Alors qu’ils réfléchissaient, un liquide rougeâtre s’écoula à leurs pieds, formant un sillon dans la terre. Le Pilier pleurait du sang, comme s’il était conscient de l’enjeu. Une nouvelle fissure apparut à la base de la pierre, millimètre par millimètre. Haemir se baissa, toucha le sol carmin et apporta le liquide à son visage. Une odeur bien connue le fit reculer.

  • T’as peur du sang maintenant ? blagua Ran alors qu’un bourdonnement s’intensifiait tout autour d’eux.
  • Ce n’est pas du sang humain… ça vient d’un démon et je le reconnaitrai entre tous… répondit Haemir en reculant d’effroi. C’est du sang de Primordial ça.
  • Quoi ? Mais… pourquoi ça vient du Pilier ? Tu crois qu’il y en a un qui va apparaître.
  • Les Mages avaient dit qu’ils ne reviendraient jamais. Mais les Braises d’Ebènes retombent à nouveau. Tout est possible.

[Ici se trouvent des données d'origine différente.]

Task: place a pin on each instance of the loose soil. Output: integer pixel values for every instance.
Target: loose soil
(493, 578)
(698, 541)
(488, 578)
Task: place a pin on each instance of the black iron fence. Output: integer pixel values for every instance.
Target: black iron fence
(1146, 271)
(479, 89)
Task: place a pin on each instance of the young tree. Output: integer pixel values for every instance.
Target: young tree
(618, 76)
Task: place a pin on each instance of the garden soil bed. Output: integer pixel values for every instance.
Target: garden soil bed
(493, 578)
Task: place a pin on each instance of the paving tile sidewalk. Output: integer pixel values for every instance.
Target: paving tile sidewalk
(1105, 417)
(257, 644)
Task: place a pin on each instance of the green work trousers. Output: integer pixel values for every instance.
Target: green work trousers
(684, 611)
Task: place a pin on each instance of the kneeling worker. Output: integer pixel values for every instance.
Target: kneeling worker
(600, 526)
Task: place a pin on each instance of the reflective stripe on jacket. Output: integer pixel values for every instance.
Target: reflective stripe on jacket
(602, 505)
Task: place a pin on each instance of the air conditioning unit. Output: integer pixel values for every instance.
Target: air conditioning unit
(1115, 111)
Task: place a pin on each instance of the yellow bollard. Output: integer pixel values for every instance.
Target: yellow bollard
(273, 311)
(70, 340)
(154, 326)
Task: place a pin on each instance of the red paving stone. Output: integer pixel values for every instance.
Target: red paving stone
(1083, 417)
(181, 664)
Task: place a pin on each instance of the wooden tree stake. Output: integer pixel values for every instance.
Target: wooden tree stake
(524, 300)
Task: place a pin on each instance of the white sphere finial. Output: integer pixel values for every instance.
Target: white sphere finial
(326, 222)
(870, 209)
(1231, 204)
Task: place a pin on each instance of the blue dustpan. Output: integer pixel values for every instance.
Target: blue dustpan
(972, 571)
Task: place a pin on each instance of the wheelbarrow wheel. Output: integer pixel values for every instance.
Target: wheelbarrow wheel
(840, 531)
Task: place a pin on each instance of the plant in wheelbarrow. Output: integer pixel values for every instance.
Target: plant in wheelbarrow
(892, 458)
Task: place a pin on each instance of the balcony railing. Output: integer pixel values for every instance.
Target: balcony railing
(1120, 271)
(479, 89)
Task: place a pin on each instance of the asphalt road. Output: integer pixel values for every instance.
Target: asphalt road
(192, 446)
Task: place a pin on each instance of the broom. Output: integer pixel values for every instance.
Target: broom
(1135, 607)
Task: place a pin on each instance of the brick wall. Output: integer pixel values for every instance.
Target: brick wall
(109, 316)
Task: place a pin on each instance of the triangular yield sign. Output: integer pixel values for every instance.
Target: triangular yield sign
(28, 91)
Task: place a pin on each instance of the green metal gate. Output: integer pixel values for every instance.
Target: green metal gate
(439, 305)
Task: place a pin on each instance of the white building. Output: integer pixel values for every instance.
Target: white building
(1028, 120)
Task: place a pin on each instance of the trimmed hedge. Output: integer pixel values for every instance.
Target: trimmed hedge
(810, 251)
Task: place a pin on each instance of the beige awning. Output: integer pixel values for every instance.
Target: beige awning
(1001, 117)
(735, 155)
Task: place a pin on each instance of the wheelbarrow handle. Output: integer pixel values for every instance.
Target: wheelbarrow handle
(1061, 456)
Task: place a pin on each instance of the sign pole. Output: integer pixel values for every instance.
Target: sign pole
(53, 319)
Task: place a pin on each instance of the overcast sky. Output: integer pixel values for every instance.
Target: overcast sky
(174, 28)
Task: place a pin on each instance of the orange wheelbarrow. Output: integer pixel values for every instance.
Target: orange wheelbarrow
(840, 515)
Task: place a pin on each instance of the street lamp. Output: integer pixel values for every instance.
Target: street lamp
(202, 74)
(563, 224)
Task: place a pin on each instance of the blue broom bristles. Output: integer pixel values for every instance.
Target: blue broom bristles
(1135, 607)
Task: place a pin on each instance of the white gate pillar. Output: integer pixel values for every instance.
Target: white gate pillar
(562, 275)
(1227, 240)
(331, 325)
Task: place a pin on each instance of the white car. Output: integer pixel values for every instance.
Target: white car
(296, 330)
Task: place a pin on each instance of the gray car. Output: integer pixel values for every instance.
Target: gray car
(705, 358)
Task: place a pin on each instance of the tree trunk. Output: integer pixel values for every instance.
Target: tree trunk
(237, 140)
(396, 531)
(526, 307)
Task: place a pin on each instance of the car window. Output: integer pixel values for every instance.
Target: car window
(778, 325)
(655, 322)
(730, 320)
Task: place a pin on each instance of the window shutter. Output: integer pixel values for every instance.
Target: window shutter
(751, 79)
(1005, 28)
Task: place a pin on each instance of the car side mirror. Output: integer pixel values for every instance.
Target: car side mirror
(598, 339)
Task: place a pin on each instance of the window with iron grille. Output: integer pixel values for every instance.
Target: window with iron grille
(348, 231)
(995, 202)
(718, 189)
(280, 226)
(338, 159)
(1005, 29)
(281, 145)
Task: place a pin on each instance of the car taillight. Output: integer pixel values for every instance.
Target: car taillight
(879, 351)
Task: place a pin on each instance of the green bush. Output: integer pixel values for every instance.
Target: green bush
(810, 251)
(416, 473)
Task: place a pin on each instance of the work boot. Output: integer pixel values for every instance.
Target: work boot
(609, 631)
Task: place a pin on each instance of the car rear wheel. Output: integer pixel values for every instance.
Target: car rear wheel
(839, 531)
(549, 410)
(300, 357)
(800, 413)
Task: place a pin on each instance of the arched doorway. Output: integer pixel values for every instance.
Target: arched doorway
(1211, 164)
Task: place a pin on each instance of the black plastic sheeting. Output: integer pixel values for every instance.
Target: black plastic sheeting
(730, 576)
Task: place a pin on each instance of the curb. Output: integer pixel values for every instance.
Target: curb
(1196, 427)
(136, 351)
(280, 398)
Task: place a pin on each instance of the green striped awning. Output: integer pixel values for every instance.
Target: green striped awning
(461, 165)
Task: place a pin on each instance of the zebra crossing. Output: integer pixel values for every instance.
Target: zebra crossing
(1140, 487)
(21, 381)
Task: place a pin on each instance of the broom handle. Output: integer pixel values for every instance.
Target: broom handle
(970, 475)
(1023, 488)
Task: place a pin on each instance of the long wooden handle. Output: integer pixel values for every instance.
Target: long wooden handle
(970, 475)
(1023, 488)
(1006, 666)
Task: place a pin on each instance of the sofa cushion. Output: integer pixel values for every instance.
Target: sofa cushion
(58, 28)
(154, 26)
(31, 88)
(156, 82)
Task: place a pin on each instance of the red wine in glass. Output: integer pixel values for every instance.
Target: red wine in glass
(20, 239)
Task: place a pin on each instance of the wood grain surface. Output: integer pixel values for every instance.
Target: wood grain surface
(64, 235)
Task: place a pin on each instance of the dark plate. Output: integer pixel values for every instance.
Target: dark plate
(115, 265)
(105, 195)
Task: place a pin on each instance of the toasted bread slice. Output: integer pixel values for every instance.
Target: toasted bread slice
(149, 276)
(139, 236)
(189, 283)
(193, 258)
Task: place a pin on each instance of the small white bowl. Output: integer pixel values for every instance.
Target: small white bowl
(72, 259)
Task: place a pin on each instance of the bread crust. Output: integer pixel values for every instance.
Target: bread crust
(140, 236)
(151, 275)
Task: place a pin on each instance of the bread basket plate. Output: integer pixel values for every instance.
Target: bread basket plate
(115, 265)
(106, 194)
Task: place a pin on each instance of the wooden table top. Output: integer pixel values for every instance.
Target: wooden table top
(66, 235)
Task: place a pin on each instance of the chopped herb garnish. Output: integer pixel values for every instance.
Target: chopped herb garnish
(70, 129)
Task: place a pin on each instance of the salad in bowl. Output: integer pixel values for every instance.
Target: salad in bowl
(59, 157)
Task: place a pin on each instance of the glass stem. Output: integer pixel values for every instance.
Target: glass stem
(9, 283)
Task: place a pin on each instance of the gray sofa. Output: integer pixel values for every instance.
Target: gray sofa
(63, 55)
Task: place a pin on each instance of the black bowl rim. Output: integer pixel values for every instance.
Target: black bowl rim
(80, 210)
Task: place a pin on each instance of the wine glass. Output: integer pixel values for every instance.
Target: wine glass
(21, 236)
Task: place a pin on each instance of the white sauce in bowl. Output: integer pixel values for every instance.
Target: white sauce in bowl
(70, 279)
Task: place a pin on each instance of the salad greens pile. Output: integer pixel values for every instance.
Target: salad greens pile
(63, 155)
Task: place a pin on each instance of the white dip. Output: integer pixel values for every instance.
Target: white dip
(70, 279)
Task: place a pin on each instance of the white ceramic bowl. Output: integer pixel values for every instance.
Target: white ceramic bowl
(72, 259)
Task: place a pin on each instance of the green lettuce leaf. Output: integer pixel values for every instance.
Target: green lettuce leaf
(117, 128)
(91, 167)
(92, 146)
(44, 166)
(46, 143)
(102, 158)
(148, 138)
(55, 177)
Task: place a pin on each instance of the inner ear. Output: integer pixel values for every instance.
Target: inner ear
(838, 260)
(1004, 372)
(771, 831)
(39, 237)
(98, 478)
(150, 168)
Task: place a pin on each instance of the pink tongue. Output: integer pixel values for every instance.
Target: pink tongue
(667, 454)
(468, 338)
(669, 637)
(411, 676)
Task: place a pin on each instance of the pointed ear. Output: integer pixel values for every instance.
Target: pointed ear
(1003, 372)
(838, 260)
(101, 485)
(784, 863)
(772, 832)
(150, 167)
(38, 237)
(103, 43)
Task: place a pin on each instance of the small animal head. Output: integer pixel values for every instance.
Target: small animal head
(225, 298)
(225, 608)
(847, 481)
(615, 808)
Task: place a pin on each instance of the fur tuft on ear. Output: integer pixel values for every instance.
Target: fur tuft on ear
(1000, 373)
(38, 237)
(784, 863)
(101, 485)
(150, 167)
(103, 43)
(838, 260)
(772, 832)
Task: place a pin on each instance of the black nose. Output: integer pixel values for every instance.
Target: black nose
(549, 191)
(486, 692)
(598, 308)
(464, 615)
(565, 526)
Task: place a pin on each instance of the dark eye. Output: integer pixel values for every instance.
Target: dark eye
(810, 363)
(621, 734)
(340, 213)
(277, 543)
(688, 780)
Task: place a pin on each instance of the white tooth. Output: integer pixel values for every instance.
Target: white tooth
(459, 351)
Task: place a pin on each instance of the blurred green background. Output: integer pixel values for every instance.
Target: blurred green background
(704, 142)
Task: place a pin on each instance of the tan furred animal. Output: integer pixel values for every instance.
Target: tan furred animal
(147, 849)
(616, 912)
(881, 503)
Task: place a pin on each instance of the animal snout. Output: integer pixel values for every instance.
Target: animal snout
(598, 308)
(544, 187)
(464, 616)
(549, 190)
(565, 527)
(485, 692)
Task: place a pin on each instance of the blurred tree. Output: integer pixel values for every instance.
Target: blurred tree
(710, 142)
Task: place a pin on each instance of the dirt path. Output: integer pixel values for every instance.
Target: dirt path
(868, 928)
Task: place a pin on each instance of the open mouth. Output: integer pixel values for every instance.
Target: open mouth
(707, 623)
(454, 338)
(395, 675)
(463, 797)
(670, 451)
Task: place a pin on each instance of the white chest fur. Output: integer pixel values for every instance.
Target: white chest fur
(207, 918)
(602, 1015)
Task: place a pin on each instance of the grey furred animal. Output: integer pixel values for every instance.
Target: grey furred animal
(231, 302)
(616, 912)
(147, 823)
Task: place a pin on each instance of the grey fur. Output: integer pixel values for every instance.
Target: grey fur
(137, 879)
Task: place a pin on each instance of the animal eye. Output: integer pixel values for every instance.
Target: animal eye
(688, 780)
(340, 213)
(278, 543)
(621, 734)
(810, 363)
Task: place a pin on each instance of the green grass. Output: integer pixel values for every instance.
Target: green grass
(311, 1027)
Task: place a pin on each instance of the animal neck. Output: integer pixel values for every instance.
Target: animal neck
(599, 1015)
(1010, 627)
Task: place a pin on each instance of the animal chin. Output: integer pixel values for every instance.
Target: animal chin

Alors qu’ils essayaient de comprendre, une odeur de soufre emplit l’air et leurs médaillons scintillèrent de plus belle. Plusieurs silhouettes s’extirpèrent de la brume noire, lentement, difficilement. Le Pilier tentait tant bien que mal de les garder prisonnières. La fissure à la base s’agrandissait et le sang continuait de couler.

Une, deux, trois… Ran se figea, arrêta de compter. Les Dévoreurs étaient bien trop nombreux. Haemir recula d’un pas et intima à son ami de faire pareil. Des démons de toutes tailles avancèrent : des petits aux extrémités arquées terminées par des sortes de langues vertes pendantes, des immenses à l’œil unique au milieu d’un front décharné, des masses gélatineuses aux sourires édentés, d’autres aux multiples bras fendant l’air… Il y en avait même qu’ils n’avaient jamais vu. S’ils n’avaient pas eu l’habitude de voir ces êtres immondes, ils auraient sans nul doute tourné de l’œil.

Du mouvement à droite attira leur attention. Des créatures au corps aranéeux et aux pattes difformes émergèrent des bosquets aux alentours et vinrent se joindre aux démons. Elles entourèrent les Dévoreurs, vinrent se greffer comme si elles n’attendaient que ça et marchèrent au pas. Les Braises d’Ebènes continuaient de tomber sur Ahoos et enveloppaient les démons d’un linceul.

  • On fait quoi ? souffla Ran, une lame déjà en main.
  • Tu prends la gauche, je prends l’autre côté.
  • Tu me laisses les plus gros, sympa ! Ca va être juste cette fois, on est deux et…
  • Ouais, c’est déséquilibré, je les plains.

L’assurance feinte détendit quelque peu l’atmosphère et les deux amis s’apprêtèrent à combattre lorsqu’une silhouette encore plus grande émergea du groupe démoniaque, une ombre rouge sang de laquelle émanait une chaleur insoutenable, le sol brûlant sous ses pas. Trois yeux insondables au fond desquels brillaient une flamme noire se fixèrent sur eux et un sourire sembla s’étirer, deux traits à la place des lèvres.

  • Un Infern ! Sérieusement ? cracha Haemir, dont l’assurance se flétrissait de seconde en seconde.
  • Alors comme ça il reste encore des Ecorchés ah ah ah ! C’est vrai qu’on n’a pas tué tout le monde la dernière fois. Moi qui pensais tomber sur des insectes insignifiants et m’ennuyer, voilà que je tombe sur vous. Quelle aubaine ! Je vais me faire un plaisir de vous éventrer !
  • Approche ! cria l’ancien capitaine des Ecorchés, on en a tué plusieurs comme toi. Si tu crois qu’on a peur…
  • Vous n’êtes que deux, et je ne sens aucun Mage. Pas de chance pour vous.

La voix caverneuse de l’Infern et son rire sardonique retentirent si fort dans leur tête qu’ils chancelèrent et reculèrent. Une voix que toutes ses créatures partagées, comme si elles étaient des répliques, des copies conformes fabriquées à la chaine. Haemir et Ran échangèrent un regard et se mirent en position. Ils n’avaient pas d’autres choix que de combattre pour prévenir les autres.

Les Dévoreurs hurlèrent de concert ; les araignées s’élancèrent.